METHODS: Patients with high-risk neuroblastoma who had a response to induction therapy and stem-cell transplantation were randomly assigned, in a 1:1 ratio, to receive standard therapy (six cycles of isotretinoin) or immunotherapy (six cycles of isotretinoin and five concomitant cycles of ch14.18 in combination with alternating GM-CSF and interleukin-2). Event-free survival and overall survival were compared between the immunotherapy group and the standard-therapy group, on an intention-to-treat basis.
RESULTS: A total of 226 eligible patients were randomly assigned to a treatment group. In the immunotherapy group, a total of 52% of patients had pain of grade 3, 4, or 5, and 23% and 25% of patients had capillary leak syndrome and hypersensitivity reactions, respectively. With 61% of the number of expected events observed, the study met the criteria for early stopping owing to efficacy. The median duration of follow-up was 2.1 years. Immunotherapy was superior to standard therapy with regard to rates of event-free survival (66±5% vs. 46±5% at 2 years, P=0.01) and overall survival (86±4% vs. 75±5% at 2 years, P=0.02 without adjustment for interim analyses).

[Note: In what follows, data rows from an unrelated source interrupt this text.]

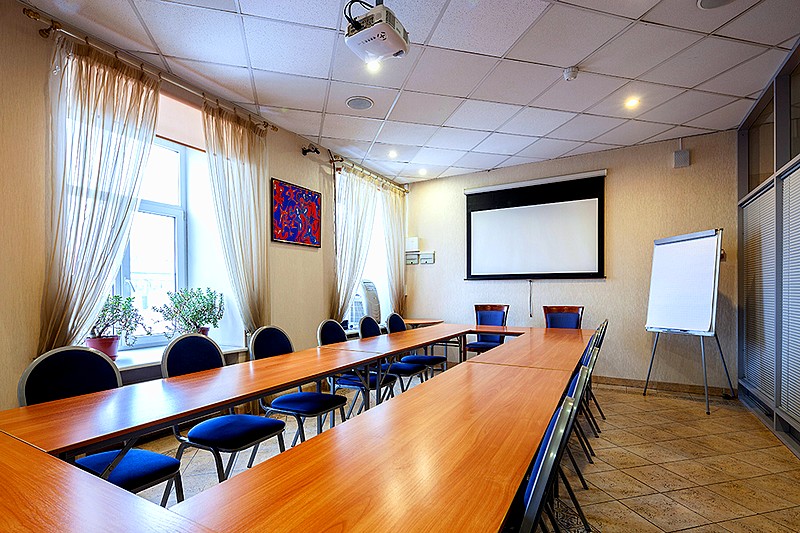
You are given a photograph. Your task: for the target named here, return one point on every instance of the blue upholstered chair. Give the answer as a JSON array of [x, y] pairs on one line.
[[369, 327], [395, 324], [230, 433], [269, 341], [488, 315], [75, 370], [563, 316], [331, 332]]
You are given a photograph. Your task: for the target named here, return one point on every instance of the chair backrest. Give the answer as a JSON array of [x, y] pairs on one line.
[[269, 341], [189, 353], [395, 323], [329, 332], [368, 327], [491, 315], [66, 372], [563, 316], [544, 466]]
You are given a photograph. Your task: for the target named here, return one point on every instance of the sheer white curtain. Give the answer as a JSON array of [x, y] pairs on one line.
[[238, 164], [356, 197], [102, 123], [394, 228]]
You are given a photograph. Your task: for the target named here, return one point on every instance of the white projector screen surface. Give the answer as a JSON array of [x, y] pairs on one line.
[[683, 285], [546, 238]]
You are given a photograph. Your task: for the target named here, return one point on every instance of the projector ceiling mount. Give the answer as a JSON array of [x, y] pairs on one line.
[[375, 35]]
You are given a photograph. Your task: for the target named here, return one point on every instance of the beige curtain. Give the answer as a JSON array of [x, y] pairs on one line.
[[102, 123], [356, 196], [394, 227], [238, 163]]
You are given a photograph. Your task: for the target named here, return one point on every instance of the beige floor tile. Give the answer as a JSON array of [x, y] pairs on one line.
[[613, 517], [744, 494], [618, 484], [659, 478], [709, 504], [664, 512]]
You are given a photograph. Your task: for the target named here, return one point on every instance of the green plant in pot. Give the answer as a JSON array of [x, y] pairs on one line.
[[118, 316], [192, 311]]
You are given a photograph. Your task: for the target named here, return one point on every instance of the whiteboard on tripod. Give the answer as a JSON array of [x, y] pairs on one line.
[[683, 283]]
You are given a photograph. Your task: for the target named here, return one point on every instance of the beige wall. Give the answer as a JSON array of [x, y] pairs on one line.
[[646, 199], [301, 277]]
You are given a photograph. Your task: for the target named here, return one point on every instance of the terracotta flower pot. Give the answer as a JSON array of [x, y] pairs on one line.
[[107, 345]]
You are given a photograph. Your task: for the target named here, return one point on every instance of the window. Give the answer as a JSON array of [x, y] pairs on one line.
[[155, 259]]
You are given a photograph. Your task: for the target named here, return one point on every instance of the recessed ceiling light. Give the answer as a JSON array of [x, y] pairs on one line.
[[359, 103]]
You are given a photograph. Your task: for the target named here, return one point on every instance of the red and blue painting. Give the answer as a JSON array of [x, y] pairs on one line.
[[296, 214]]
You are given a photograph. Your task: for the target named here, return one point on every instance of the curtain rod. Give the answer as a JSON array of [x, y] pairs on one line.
[[56, 26], [336, 158]]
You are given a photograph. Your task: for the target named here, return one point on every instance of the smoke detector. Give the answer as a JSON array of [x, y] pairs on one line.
[[570, 73]]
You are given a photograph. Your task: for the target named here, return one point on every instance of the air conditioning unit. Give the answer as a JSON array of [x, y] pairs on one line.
[[377, 35]]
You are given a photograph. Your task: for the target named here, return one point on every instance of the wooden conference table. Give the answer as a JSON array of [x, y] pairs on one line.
[[451, 451]]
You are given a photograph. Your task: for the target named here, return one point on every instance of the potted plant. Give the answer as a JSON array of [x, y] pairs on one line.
[[117, 317], [192, 311]]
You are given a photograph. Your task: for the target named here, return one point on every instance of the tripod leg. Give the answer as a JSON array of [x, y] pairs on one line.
[[650, 369]]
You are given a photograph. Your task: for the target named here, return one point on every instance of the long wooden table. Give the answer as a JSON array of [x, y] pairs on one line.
[[446, 455]]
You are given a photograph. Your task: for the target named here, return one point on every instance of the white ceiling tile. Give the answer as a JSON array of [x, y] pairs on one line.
[[529, 81], [285, 90], [588, 148], [585, 127], [481, 161], [701, 61], [113, 21], [503, 143], [324, 13], [725, 117], [535, 121], [306, 123], [577, 95], [340, 92], [424, 108], [629, 8], [465, 23], [225, 81], [649, 95], [405, 133], [632, 132], [676, 132], [381, 151], [637, 50], [770, 22], [355, 128], [749, 77], [564, 35], [448, 72], [549, 148], [456, 138], [686, 107], [479, 115], [437, 156], [393, 72], [457, 171], [192, 33], [686, 14], [345, 147], [289, 48], [516, 160]]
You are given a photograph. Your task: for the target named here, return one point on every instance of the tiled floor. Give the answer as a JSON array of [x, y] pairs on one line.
[[662, 464]]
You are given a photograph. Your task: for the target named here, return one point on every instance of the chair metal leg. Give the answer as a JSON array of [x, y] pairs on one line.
[[574, 499], [577, 468]]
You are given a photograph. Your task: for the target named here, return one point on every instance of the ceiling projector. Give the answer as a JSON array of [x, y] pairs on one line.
[[375, 35]]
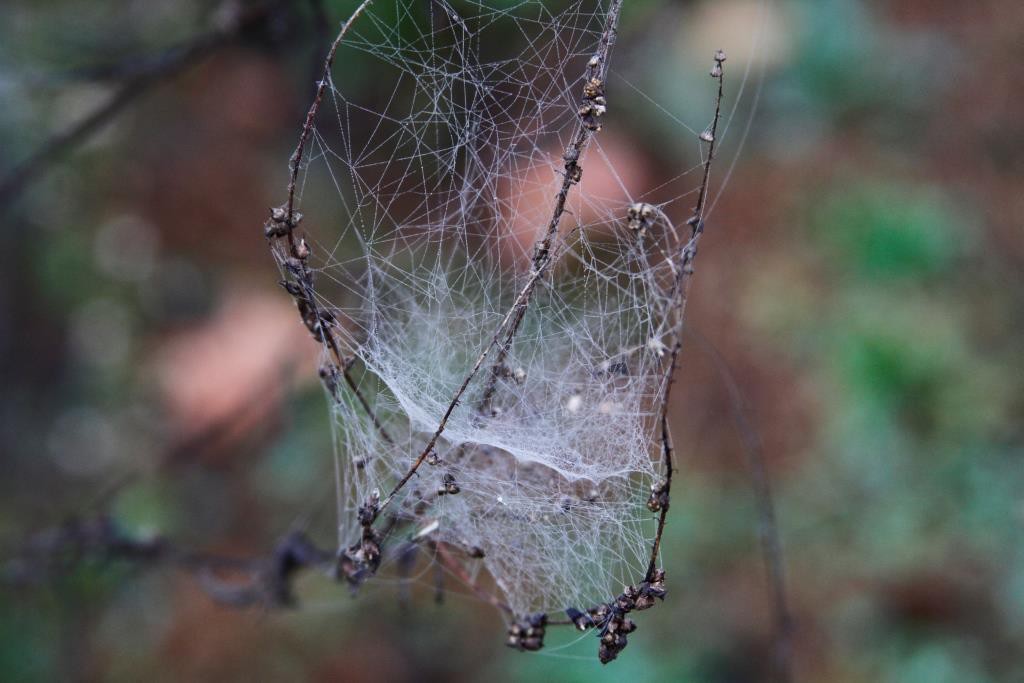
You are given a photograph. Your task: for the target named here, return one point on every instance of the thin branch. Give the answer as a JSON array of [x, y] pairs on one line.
[[293, 256], [590, 115]]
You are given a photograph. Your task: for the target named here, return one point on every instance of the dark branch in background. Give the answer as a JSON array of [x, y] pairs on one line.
[[138, 76], [771, 547], [265, 581]]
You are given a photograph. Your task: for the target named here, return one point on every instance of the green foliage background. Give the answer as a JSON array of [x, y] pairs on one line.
[[862, 276]]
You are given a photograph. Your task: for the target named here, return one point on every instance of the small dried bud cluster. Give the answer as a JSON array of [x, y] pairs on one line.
[[594, 103], [612, 619], [641, 217], [658, 496], [527, 634], [449, 485], [359, 561]]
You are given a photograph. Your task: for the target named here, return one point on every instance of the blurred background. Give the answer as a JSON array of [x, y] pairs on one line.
[[862, 279]]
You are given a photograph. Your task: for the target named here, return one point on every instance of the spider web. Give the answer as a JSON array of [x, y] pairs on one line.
[[424, 198]]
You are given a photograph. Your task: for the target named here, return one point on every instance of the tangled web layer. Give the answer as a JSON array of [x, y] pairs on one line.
[[437, 193]]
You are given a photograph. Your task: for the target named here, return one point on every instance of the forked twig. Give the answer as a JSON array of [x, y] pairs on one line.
[[590, 115]]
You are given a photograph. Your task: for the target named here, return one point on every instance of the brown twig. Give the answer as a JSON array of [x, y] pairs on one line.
[[590, 114], [293, 256], [681, 287], [768, 536]]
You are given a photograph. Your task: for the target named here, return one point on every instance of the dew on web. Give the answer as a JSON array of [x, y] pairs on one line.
[[431, 206]]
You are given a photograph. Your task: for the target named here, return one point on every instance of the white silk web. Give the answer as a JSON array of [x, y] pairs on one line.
[[424, 197]]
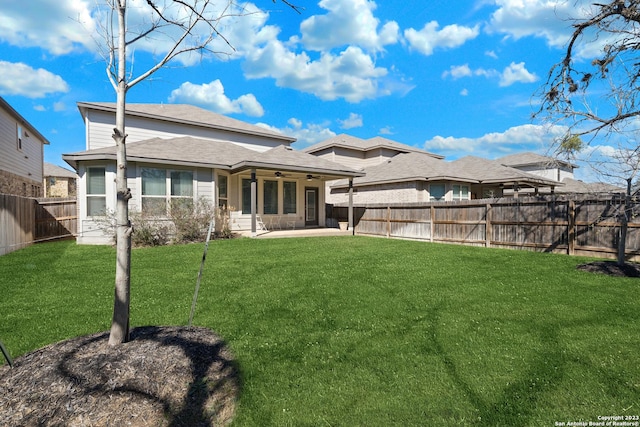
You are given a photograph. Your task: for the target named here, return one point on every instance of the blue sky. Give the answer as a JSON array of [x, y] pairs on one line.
[[452, 77]]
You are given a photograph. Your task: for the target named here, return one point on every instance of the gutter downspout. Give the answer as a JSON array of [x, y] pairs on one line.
[[254, 193], [353, 232]]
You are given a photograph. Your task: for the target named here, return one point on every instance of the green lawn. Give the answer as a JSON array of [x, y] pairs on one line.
[[362, 331]]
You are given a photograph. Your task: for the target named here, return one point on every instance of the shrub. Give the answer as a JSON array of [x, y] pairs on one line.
[[191, 219]]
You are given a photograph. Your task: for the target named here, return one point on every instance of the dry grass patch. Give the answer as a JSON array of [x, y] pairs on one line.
[[165, 376]]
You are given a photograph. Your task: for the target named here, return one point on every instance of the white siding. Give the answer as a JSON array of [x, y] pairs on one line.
[[89, 231], [28, 162]]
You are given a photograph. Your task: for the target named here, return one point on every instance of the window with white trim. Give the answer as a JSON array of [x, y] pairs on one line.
[[160, 187], [270, 199], [437, 191], [223, 188], [96, 191], [289, 195], [460, 192]]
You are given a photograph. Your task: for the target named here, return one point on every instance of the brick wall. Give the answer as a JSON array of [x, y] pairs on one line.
[[19, 186]]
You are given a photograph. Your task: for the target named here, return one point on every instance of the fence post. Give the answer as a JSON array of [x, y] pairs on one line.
[[433, 219], [571, 227], [388, 221], [487, 228]]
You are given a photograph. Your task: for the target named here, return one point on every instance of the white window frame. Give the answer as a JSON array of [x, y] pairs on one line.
[[167, 197], [444, 194], [96, 196], [458, 195]]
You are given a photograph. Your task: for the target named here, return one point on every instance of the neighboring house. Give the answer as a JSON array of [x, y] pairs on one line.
[[544, 166], [21, 154], [58, 181], [558, 170], [361, 153], [575, 186], [181, 151], [396, 173]]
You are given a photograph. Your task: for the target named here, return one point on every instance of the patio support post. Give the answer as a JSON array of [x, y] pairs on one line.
[[353, 232], [254, 198]]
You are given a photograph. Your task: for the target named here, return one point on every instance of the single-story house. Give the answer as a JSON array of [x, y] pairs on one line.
[[21, 154], [397, 173], [558, 170], [58, 181], [182, 151]]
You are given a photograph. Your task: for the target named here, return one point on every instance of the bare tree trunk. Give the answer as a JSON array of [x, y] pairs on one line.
[[120, 321], [624, 226]]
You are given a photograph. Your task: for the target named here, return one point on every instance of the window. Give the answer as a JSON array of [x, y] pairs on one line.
[[289, 197], [460, 192], [96, 192], [270, 192], [223, 185], [155, 182], [436, 192]]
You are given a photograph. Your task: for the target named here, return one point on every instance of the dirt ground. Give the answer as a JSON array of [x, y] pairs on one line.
[[164, 376]]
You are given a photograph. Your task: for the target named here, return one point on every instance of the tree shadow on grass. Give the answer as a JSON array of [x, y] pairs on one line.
[[165, 376]]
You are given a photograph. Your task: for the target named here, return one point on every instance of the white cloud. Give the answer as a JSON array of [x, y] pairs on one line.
[[353, 121], [549, 20], [307, 135], [516, 73], [59, 106], [351, 74], [21, 79], [527, 137], [349, 22], [212, 96], [58, 27], [539, 18], [458, 72], [430, 38]]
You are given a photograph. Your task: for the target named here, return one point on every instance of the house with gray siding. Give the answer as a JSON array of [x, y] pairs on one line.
[[181, 151], [21, 154], [398, 173]]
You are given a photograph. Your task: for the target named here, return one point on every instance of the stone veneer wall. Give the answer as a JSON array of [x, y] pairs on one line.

CONCLUSIONS: Immunotherapy with ch14.18, GM-CSF, and interleukin-2 was associated with a significantly improved outcome as compared with standard therapy in patients with high-risk neuroblastoma. (Funded by the National Institutes of Health and the Food and Drug Administration; ClinicalTrials.gov number, NCT00026312.)
PMID 20879881 N Engl J Med. 2010 Sep 30;363(14):1324-34. doi: 10.1056/NEJMoa0911123.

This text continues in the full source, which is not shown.